Secruna is a multi-tenant SaaS. Customer organisations sign in, connect the systems where their AI lives, and the platform discovers, classifies, and produces evidence packs against the regulatory frameworks they subscribe to.

Architecture at a glance

flowchart LR
    Browser[Customer browser] --> CF[CloudFront / Azure Front Door]
    CF --> FE[Frontend - Next.js]
    CF --> MK[Marketing - Next.js]
    FE --> API[cp-api - FastAPI]
    API --> PG[(Postgres + RLS)]
    API --> ARQ[(Redis / arq queue)]
    ARQ --> DW[Discovery worker]
    DW --> CN[Connectors: AWS / Azure / GCP / GitHub / surveying tools]
    DW --> PG
    API --> WH[Webhooks fan-out]
    WH --> SIEM[SIEM / Slack / Teams]

There are four runtime services:

  • frontend — the customer dashboard (Next.js, App Router).
  • marketing — the public site at secruna.com (Next.js, mostly static).
  • cp-api — the control-plane API (FastAPI, Pydantic v2). Owns the database, the rule loader, and the webhook fan-out.
  • discovery-worker — a Container Apps Job that drains the arq queue every two minutes, talks to connectors, and writes artifacts back to Postgres.

Postgres is the system of record. Redis (with arq) is the job queue. There are no message buses, no event streams, no microservices — deliberately. The whole platform is small enough that a single engineer can hold it in their head.

Multi-tenant isolation

Tenants are isolated by row-level security. Every customer table has a tenant_id column and an RLS policy that compares it to a session variable app.current_tenant_path of type ltree. The variable is set at the start of every request from the authenticated session token; the session token is itself bound to a tenant at issue time.

If a developer forgets to set the session variable, the policy returns zero rows — failing closed rather than open.
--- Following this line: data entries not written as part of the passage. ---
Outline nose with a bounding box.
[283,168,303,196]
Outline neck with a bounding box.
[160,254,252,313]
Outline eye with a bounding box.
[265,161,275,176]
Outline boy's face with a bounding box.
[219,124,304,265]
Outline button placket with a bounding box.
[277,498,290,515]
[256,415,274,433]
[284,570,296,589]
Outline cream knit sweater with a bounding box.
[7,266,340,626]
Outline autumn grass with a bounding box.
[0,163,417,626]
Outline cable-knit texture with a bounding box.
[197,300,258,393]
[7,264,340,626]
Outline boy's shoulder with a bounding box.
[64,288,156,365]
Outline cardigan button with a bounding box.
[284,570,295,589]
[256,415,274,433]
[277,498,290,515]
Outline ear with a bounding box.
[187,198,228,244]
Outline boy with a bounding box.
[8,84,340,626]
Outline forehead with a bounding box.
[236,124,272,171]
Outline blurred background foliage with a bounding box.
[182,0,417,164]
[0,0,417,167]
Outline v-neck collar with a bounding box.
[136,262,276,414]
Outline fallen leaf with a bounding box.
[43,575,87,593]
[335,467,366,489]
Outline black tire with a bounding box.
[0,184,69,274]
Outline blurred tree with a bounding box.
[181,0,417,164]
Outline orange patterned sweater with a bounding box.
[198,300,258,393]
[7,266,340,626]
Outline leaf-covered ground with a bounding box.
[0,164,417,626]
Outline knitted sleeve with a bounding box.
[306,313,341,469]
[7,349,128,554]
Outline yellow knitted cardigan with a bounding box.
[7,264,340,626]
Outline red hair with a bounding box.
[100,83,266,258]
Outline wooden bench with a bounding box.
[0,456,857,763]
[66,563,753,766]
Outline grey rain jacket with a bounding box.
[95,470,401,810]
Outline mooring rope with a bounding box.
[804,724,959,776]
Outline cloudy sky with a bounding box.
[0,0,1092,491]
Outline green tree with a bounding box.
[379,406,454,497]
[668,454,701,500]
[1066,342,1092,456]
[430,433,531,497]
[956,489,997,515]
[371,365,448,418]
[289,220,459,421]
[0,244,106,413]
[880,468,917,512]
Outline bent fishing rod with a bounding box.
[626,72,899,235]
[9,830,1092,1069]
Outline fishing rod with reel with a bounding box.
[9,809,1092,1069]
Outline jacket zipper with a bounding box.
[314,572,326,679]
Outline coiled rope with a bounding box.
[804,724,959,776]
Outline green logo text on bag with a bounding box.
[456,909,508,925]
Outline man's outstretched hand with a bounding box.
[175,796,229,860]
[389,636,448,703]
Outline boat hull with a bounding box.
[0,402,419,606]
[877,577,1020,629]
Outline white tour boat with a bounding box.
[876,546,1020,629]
There is no cross-tenant aggregation surface anywhere in the API.

Multi-framework loader (Plan 96)

The rule book is split per framework:

rule_book/
  v1/
    eu-ai-act/    19 rules
    rics/         5 rules
    uk-defence-ai-playbook/   6 rules
    ds-05-138/    in flight

At process start the loader walks every directory, parses the YAML, validates against the rule schema, and indexes by framework slug. A tenant only ever sees rules from frameworks listed in its subscription record (next section).

Per-framework subscriptions (Plan 103)

Each tenant has a framework_subscriptions row that lists the frameworks they have bought. The dashboard, the rule evaluator, and the navigation all read from this. A surveying firm sees the RICS pack; a defence supplier sees the AI Playbook and 05-138 packs; an EU-headquartered fintech might subscribe to the EU AI Act only.

The picker is also surfaced in onboarding, so the first thing a new tenant does is choose what they're regulated under.

Audit-everything

Every mutation in the API is wrapped by an audit middleware that writes a row to audit_log with:

  • who — the authenticated user id and tenant
  • what — the entity type, id, and a JSON diff of the change
  • when — UTC timestamp
  • provenance — IP, user agent, request id, and a hash chain back to the previous row

The audit log is queryable by any org admin through the dashboard, exportable as CSV, and (separately) streamed via webhook to the customer's SIEM if they configure one. There is no API surface that mutates state without writing audit rows.